I have to say, however, I would love to see an interpreter for FORTH which does not actually maintain a secondary stack at runtime, but compiles the code down to something equivalent, e.g. uses the LLVM Jit.
Much of what is done with the second stack is simply reordering bits of data or duplicating bits of data. This could all be done at "compile time". Each stack location would only exist at compile time. At runtime the values would be stored in ordinary variables and references. There'd be no need to duplicate data or reorder it at runtime. Instead it would just pull the data from the correct variable or memory location.
Naturally this defeats all the principals of FORTH compilers, etc, blah, blah, blah.

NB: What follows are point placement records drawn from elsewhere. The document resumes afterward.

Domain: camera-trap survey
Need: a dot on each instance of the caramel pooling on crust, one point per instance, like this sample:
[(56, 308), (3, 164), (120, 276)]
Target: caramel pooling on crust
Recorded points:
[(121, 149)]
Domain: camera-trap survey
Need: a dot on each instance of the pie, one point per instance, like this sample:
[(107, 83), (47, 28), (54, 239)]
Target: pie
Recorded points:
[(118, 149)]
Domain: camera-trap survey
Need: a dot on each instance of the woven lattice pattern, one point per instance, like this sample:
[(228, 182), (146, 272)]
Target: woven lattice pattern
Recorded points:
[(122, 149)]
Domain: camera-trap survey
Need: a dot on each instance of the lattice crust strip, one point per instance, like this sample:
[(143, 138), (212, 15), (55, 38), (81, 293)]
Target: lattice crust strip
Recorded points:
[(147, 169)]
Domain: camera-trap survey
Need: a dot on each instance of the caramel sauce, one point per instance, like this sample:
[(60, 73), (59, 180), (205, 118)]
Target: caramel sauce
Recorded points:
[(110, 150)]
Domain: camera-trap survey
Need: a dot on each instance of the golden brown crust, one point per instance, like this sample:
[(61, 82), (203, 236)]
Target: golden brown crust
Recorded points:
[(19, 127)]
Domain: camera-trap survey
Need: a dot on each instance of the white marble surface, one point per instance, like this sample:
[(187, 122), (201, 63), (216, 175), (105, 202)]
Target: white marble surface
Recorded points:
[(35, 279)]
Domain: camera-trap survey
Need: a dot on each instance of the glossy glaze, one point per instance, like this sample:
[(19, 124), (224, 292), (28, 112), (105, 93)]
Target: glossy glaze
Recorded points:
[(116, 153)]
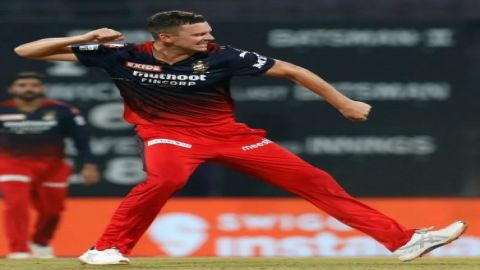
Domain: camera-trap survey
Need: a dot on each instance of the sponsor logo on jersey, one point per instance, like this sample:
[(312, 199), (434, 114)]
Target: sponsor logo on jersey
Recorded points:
[(114, 45), (143, 67), (168, 141), (256, 145), (12, 117), (49, 116), (169, 79), (89, 47), (200, 67)]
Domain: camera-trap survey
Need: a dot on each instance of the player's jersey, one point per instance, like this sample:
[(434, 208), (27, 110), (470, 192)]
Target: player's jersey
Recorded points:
[(192, 92), (40, 134)]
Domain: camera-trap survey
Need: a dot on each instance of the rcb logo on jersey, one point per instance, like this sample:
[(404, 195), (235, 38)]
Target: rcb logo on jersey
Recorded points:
[(200, 67)]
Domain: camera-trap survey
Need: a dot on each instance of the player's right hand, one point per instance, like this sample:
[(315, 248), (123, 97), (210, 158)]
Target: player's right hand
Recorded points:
[(356, 110), (103, 35)]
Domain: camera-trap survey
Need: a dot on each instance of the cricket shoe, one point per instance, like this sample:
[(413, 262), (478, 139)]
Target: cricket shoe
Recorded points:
[(107, 256), (426, 240)]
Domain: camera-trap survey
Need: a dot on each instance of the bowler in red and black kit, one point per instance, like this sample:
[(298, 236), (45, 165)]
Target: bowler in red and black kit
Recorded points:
[(176, 92), (32, 163)]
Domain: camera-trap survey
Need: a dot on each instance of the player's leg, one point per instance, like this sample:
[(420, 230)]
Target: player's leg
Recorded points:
[(169, 162), (15, 185), (267, 161), (49, 194)]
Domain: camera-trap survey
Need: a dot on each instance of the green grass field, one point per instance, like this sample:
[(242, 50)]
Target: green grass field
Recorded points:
[(251, 264)]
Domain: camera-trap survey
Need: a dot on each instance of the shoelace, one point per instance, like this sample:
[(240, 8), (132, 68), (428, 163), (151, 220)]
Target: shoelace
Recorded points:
[(112, 251), (424, 230)]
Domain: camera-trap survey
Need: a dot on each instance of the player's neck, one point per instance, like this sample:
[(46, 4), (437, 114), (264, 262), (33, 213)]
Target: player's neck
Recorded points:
[(28, 106), (170, 54)]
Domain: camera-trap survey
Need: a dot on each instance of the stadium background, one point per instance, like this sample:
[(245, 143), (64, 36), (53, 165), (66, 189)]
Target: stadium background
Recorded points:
[(416, 62)]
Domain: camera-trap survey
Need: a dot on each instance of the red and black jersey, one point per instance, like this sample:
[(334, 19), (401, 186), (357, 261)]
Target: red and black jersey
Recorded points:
[(40, 134), (192, 92)]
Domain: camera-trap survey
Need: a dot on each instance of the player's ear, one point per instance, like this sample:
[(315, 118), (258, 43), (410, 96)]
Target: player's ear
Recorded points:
[(165, 37)]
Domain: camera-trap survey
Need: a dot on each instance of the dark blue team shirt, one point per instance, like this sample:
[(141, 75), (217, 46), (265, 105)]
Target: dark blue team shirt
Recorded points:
[(192, 92), (40, 134)]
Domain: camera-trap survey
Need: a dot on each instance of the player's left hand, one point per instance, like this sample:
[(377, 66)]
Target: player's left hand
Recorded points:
[(356, 110), (90, 174)]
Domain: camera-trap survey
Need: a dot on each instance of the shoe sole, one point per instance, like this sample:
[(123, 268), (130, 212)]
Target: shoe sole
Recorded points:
[(453, 238), (119, 262)]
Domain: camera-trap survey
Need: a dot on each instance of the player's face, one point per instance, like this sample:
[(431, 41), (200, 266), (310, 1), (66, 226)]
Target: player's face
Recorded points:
[(27, 89), (193, 37)]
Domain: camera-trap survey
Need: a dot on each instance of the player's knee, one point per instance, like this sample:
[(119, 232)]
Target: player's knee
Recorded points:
[(163, 184)]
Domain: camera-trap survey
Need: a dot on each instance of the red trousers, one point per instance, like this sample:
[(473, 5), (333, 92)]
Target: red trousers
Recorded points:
[(172, 154), (44, 183)]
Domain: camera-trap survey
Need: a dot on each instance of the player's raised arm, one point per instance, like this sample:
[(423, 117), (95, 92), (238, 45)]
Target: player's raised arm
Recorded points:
[(58, 49), (351, 109)]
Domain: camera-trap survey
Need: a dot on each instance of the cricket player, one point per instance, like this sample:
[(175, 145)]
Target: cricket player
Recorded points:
[(176, 92), (32, 163)]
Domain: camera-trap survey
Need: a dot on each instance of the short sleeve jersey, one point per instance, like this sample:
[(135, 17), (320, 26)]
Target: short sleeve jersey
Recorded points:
[(192, 92)]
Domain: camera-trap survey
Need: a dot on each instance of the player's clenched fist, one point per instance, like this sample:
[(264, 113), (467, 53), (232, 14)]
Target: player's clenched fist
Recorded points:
[(356, 110), (103, 35)]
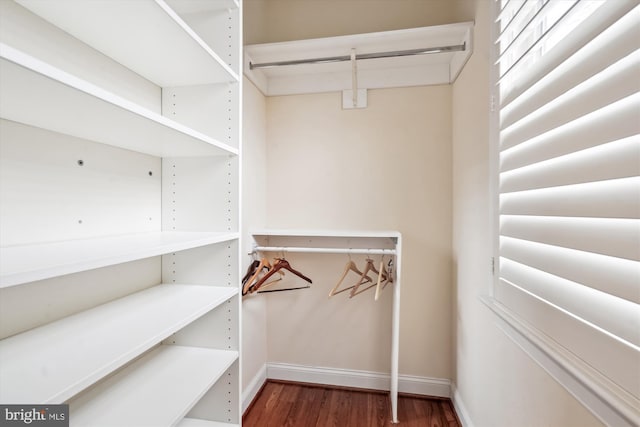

But it would still be a fun (and easy) thing to do.
One Forth I've seen, FreeForth, compiles subroutine threaded machine code rather than traditional direct/indirect threaded code, and it does register renaming at compile time to hide SWAPs, generating as necessary a real SWAP at the end. You do need a stack though, there are only so many registers. Even C has a stack - it just mixes up data and returns on the same one, which means it needs two extra allocation mechanisms (function return value and malloc) for data that must outlive the function's lexical extent.
Around 5% of the instructions in a C program are register reordering code introduced by the register allocator (assuming x86 and an optimizing compiler). I do not know the percentage of the register spilling code, which comes on top of this. Effectively, an LLVM JIT also produces shuffle code, but the programmer can use variable names instead of stack reorder operations.
You might want to consider a language based on combinatorics such as Fexl (see http://fexl.com). It enables you to write functions with or without intermediate symbols to the extent you see fit. In other words, you can go "point-free" or "point-full" as you like.
I believe Factor's optimizing compiler doesn't actually implement a stack, but just uses the stack structure as a handy shortcut to data-flow analysis.
I have to say, however, I would love to see an interpreter for FORTH which does not actually maintain a secondary stack at runtime, but compiles the code down to something equivalent, e.g. uses the LLVM Jit.
Much of what is done with the second stack is simply reordering bits of data or duplicating bits of data. This could all be done at "compile time". Each stack location would only exist at compile time. At runtime the values would be stored in ordinary variables and references. There'd be no need to duplicate data or reorder it at runtime. Instead it would just pull the data from the correct variable or memory location.
Naturally this defeats all the principals of FORTH compilers, etc, blah, blah, blah. But it would still be a fun (and easy) thing to do.